Marc ist der Traummann schlechthin - sexy, attraktiv, verrucht – zumindest suggerieren das seine Fotos als Model. Seinen Arztberuf übt er nach einem traumatischen Erlebnis nicht mehr aus, aber mit seiner Vermögensanlage in Kryptowährungen hat er ein Vermögen gemacht. Er ist kein Freibeuter, sondern wenn überhaupt, dann auf der Suche nach einer partnerschaftlichen Beziehung. Aber etwas trübt seine Stimmung. Die längst vergessen geglaubten Bilder als Model aus seiner Studentenzeit tauchen ohne sein Wissen und Wollen auf den Covern von Dark Romance Romanen weiblicher Autorinnen auf und er fürchtet, dass die Leserinnen ihn mit dem Inhalt der Bücher verbinden und er dadurch kompromittiert werden könnte.

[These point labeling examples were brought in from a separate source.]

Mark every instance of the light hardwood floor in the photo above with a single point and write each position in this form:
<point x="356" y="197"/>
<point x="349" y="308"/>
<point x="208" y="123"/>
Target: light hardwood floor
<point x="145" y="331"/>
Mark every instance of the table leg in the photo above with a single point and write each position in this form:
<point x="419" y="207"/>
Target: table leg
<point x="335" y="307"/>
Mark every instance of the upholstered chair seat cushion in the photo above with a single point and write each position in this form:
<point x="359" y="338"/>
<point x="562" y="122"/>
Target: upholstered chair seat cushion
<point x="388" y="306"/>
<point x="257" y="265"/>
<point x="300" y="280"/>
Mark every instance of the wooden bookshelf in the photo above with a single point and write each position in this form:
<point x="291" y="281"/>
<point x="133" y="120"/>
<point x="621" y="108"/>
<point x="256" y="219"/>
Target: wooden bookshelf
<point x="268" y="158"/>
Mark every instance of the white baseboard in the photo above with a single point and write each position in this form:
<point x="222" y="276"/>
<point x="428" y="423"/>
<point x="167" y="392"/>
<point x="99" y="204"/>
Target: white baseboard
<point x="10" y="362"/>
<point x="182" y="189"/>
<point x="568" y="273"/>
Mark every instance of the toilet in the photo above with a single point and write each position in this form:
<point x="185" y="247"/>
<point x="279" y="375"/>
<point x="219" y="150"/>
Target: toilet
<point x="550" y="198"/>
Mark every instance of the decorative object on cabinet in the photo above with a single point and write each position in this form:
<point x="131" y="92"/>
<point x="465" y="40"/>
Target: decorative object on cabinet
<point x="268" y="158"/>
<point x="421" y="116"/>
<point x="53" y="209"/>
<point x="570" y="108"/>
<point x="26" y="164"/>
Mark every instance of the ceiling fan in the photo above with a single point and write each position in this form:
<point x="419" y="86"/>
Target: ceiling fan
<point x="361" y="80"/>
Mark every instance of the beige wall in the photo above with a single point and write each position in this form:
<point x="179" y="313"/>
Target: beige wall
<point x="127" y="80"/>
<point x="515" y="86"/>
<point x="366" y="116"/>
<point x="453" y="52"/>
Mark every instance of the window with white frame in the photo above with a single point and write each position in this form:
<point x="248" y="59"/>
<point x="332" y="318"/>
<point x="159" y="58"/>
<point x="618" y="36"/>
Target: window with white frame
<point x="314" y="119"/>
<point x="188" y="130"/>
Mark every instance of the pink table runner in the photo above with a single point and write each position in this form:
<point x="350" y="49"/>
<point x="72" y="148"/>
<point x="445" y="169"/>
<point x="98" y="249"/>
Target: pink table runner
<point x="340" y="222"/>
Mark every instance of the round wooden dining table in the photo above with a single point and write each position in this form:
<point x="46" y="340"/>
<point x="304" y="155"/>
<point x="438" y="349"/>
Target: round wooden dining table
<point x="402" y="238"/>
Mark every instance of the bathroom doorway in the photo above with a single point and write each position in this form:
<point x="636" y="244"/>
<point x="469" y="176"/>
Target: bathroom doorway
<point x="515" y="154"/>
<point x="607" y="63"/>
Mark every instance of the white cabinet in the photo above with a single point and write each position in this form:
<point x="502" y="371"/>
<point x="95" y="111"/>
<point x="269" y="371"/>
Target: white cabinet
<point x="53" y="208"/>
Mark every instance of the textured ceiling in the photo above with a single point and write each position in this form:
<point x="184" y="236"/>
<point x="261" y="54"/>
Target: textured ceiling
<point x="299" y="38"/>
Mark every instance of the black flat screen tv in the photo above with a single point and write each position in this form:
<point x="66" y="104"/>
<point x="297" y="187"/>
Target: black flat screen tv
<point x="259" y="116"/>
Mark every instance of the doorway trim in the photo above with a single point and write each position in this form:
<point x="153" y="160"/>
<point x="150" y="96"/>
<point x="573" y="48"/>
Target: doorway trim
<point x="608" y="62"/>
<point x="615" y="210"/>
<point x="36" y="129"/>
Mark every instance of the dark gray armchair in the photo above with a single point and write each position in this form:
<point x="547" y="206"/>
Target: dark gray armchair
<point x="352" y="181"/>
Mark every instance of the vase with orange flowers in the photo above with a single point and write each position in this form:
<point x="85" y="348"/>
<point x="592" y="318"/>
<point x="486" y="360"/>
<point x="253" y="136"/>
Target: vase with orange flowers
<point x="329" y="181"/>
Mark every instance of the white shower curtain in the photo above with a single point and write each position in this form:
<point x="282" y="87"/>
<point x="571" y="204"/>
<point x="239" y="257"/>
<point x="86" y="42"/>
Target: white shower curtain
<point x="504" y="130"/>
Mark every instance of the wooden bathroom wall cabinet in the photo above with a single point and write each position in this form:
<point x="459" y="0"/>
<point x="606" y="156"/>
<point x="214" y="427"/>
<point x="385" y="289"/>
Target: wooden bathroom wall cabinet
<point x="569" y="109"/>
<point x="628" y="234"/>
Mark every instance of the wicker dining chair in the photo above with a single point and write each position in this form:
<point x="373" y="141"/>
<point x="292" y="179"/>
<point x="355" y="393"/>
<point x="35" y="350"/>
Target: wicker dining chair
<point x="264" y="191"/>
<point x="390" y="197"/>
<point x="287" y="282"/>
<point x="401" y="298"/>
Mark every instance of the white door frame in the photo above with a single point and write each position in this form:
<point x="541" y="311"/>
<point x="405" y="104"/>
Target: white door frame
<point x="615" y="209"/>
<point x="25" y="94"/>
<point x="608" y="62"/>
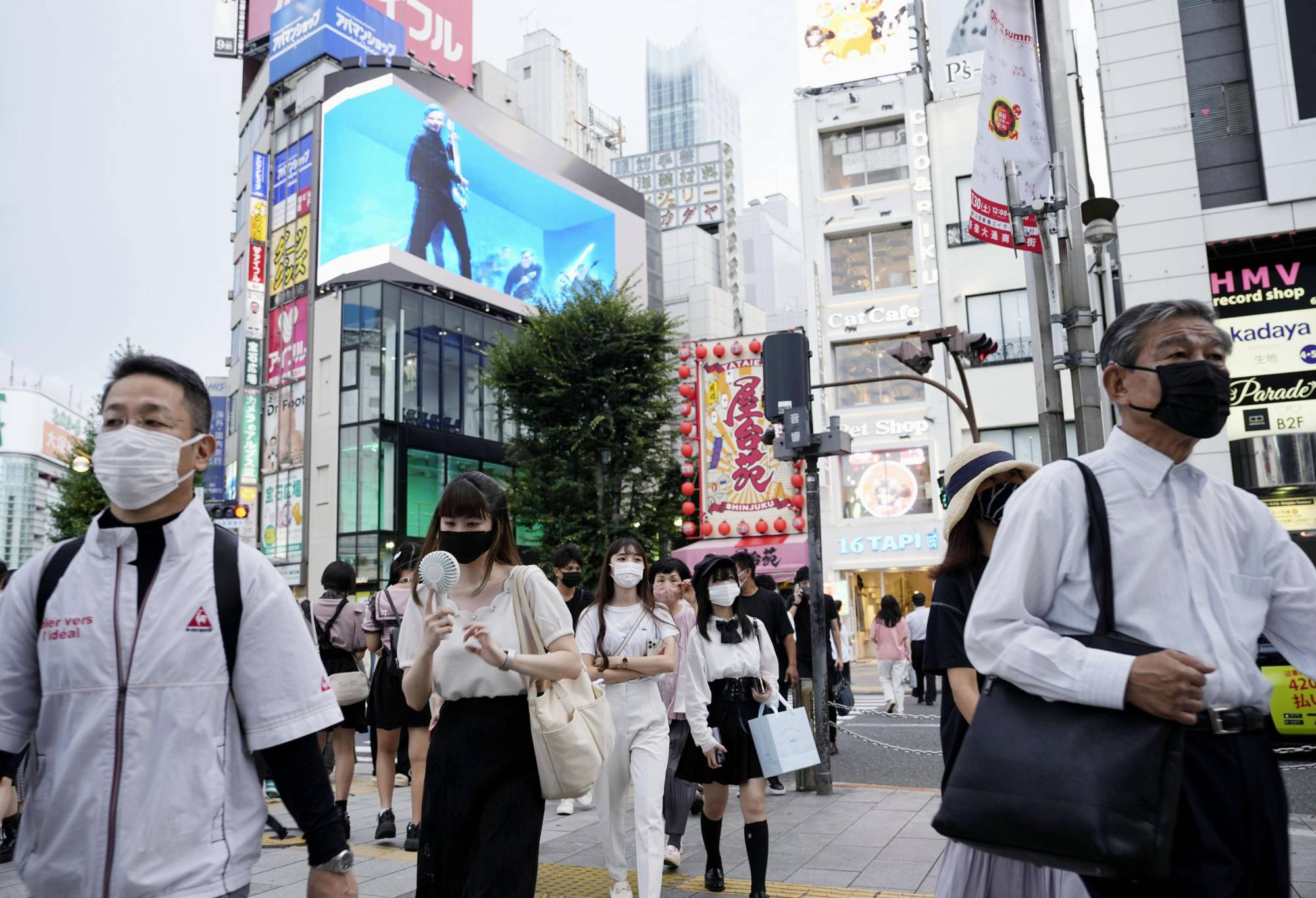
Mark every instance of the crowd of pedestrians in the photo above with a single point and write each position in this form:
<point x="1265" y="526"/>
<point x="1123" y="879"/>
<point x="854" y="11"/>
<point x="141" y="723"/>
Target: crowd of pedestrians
<point x="156" y="615"/>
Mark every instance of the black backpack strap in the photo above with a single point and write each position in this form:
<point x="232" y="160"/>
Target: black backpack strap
<point x="228" y="593"/>
<point x="1100" y="551"/>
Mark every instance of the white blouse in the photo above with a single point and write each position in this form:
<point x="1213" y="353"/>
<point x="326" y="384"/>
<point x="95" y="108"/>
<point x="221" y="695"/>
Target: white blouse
<point x="459" y="673"/>
<point x="648" y="636"/>
<point x="709" y="660"/>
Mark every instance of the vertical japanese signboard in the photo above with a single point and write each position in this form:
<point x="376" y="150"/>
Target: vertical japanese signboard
<point x="744" y="487"/>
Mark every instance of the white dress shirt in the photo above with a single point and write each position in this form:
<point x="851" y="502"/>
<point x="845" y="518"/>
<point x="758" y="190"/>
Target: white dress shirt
<point x="709" y="660"/>
<point x="918" y="622"/>
<point x="1201" y="566"/>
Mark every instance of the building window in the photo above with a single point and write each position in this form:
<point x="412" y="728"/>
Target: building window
<point x="1026" y="443"/>
<point x="957" y="232"/>
<point x="1003" y="318"/>
<point x="889" y="484"/>
<point x="863" y="157"/>
<point x="877" y="260"/>
<point x="871" y="359"/>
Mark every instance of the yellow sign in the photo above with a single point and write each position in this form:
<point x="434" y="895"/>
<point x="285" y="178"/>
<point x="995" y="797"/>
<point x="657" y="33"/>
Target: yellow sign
<point x="259" y="220"/>
<point x="1296" y="514"/>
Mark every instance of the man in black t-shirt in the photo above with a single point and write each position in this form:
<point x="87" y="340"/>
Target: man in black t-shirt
<point x="768" y="607"/>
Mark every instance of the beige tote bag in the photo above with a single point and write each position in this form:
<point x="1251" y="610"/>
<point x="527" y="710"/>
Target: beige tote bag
<point x="570" y="719"/>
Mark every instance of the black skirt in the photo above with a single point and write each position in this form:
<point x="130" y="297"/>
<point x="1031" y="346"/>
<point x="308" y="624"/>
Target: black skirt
<point x="353" y="715"/>
<point x="388" y="706"/>
<point x="482" y="810"/>
<point x="731" y="715"/>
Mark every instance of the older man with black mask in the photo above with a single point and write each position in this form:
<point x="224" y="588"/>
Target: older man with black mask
<point x="1201" y="566"/>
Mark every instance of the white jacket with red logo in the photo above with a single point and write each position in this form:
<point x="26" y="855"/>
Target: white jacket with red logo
<point x="143" y="774"/>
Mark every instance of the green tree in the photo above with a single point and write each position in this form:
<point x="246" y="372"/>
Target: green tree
<point x="80" y="494"/>
<point x="592" y="381"/>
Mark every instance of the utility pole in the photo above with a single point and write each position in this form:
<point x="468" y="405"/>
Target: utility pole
<point x="1067" y="219"/>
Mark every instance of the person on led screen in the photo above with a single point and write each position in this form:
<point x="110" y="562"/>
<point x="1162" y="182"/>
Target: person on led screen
<point x="523" y="280"/>
<point x="435" y="166"/>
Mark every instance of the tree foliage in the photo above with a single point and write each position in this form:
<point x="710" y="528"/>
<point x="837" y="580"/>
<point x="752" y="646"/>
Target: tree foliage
<point x="592" y="382"/>
<point x="80" y="494"/>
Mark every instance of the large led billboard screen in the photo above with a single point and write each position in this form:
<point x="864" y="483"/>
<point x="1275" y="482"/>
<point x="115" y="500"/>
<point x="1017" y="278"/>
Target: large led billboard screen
<point x="423" y="186"/>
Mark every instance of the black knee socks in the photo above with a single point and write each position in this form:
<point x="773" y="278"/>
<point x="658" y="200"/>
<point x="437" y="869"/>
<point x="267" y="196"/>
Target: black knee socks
<point x="756" y="847"/>
<point x="713" y="832"/>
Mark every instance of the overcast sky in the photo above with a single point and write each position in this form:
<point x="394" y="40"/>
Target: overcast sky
<point x="115" y="211"/>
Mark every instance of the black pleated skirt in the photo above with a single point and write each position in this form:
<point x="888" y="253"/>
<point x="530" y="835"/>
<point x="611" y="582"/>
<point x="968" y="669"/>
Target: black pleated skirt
<point x="484" y="809"/>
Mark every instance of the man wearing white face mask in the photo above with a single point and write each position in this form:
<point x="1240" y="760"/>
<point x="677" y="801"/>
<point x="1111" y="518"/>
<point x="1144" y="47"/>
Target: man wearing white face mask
<point x="627" y="640"/>
<point x="147" y="661"/>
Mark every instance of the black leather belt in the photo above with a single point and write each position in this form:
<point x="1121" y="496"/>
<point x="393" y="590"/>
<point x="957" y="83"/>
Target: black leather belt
<point x="1223" y="722"/>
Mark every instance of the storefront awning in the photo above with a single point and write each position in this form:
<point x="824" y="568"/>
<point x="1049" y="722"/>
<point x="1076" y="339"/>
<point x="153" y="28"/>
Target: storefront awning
<point x="777" y="556"/>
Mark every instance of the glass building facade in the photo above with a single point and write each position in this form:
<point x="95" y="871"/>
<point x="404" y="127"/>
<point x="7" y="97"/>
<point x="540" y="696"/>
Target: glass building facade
<point x="414" y="412"/>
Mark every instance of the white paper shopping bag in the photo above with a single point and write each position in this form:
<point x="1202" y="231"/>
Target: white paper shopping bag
<point x="784" y="740"/>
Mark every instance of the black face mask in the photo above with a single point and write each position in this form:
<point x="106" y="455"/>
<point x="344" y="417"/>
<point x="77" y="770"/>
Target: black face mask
<point x="467" y="545"/>
<point x="990" y="505"/>
<point x="1194" y="398"/>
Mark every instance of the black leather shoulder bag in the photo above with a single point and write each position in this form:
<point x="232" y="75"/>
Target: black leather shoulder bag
<point x="1071" y="786"/>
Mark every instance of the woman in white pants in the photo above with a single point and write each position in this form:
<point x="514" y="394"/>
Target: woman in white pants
<point x="627" y="640"/>
<point x="892" y="635"/>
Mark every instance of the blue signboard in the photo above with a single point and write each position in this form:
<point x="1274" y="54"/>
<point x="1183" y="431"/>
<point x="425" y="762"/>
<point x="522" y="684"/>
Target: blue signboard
<point x="306" y="30"/>
<point x="260" y="177"/>
<point x="214" y="476"/>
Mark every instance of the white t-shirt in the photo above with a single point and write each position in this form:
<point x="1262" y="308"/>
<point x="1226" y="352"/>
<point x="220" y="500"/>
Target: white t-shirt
<point x="647" y="639"/>
<point x="463" y="674"/>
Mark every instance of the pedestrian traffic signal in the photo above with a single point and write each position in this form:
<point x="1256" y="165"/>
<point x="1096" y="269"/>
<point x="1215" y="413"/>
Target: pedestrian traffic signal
<point x="228" y="510"/>
<point x="914" y="356"/>
<point x="974" y="347"/>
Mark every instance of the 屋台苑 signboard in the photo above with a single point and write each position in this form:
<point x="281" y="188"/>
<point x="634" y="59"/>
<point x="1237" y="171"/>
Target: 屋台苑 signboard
<point x="1265" y="302"/>
<point x="744" y="487"/>
<point x="851" y="41"/>
<point x="689" y="185"/>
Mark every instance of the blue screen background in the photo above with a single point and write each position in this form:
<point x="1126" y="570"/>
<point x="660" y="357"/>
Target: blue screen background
<point x="367" y="199"/>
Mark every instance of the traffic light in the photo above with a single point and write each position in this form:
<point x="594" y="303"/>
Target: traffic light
<point x="974" y="347"/>
<point x="228" y="510"/>
<point x="918" y="357"/>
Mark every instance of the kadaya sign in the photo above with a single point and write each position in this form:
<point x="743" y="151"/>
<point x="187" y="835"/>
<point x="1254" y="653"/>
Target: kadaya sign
<point x="1268" y="306"/>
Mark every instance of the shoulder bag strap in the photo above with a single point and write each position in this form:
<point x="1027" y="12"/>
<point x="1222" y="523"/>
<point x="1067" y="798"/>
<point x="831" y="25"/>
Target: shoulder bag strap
<point x="1100" y="551"/>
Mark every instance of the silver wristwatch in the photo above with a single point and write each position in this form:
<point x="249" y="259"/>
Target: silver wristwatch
<point x="340" y="862"/>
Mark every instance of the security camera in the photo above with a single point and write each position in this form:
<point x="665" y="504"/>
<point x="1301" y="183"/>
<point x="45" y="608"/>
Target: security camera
<point x="1100" y="220"/>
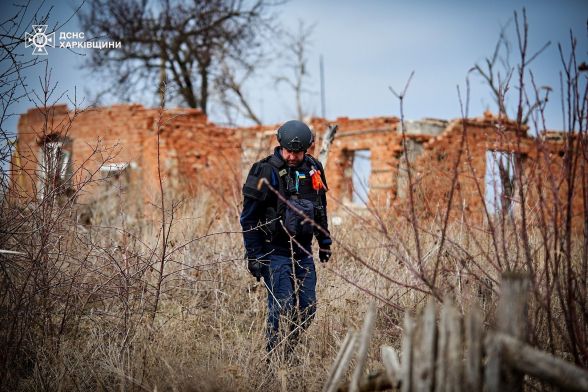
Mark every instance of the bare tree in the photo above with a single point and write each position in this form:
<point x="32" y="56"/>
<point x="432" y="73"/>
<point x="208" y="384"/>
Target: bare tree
<point x="296" y="61"/>
<point x="182" y="45"/>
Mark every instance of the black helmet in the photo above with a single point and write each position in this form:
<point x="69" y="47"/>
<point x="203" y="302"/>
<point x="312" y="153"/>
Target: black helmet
<point x="295" y="135"/>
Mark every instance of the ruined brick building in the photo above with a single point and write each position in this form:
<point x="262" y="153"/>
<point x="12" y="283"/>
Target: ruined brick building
<point x="372" y="162"/>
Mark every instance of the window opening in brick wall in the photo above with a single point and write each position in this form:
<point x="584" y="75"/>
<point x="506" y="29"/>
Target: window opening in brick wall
<point x="499" y="181"/>
<point x="362" y="170"/>
<point x="413" y="150"/>
<point x="55" y="167"/>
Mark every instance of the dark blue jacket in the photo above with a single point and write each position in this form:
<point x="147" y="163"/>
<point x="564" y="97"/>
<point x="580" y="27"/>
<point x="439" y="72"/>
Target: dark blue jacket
<point x="261" y="205"/>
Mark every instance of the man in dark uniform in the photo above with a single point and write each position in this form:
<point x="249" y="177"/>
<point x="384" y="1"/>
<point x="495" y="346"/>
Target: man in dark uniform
<point x="279" y="222"/>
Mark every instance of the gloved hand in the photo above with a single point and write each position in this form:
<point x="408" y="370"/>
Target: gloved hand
<point x="325" y="253"/>
<point x="255" y="268"/>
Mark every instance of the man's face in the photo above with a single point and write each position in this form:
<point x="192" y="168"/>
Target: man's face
<point x="292" y="158"/>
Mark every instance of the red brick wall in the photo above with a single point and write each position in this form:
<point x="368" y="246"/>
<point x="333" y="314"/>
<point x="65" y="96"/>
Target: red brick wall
<point x="197" y="155"/>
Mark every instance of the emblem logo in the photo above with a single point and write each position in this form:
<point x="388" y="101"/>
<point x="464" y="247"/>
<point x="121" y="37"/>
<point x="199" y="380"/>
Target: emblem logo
<point x="39" y="39"/>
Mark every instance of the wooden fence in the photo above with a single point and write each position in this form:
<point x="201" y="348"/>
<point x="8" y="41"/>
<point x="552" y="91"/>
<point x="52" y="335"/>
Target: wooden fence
<point x="457" y="354"/>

Marc fühlt sich in gewisser Weise ausgeliefert und beschließt, dagegen anzugehen. Auf seinem spannenden Weg lernt er faszinierende Frauen kennen, die ihn auf unterschiedliche Weise reizen. Die aber noch viel mehr wie er in unangenehme Situationen geraten sind, die ihnen das Leben schwermachen. Unmerklich verschieben sich die Perspektiven und plötzlich findet sich Marc in einer schwierigen moralischen Position. In einer dramatischen Zuspitzung schildert Nora Amelie auf eindringliche Weise, wie weit verbreitet Frauen immer noch von dominanten Männern bedrängt und genötigt werden. Dumme Anmachsprüche, Mobbing, „zufällige“ Berührungen, Grabschen, Bedrängen, Nötigung, bis hin zur blanken Gewalt. Macht ist sexy, das glauben zumindest diejenigen, die in einer solchen Position sind. Und da ist der Schritt nicht mehr weit, bis zu dem Punkt „Stell dich nicht so an“, bis zu dem Punkt, an dem sich die unterlegene Frau in einer fast ausweglosen Zwangslage sieht. Mitmachen und stillhalten, um sich nicht alles kaputt zu machen? Wer in einer Machtposition steht, kann sie ausnutzen und missbrauchen. Wer auf der unterlegenen Seite steht, ist machtlos ausgeliefert. Das hat mich atemlos gemacht.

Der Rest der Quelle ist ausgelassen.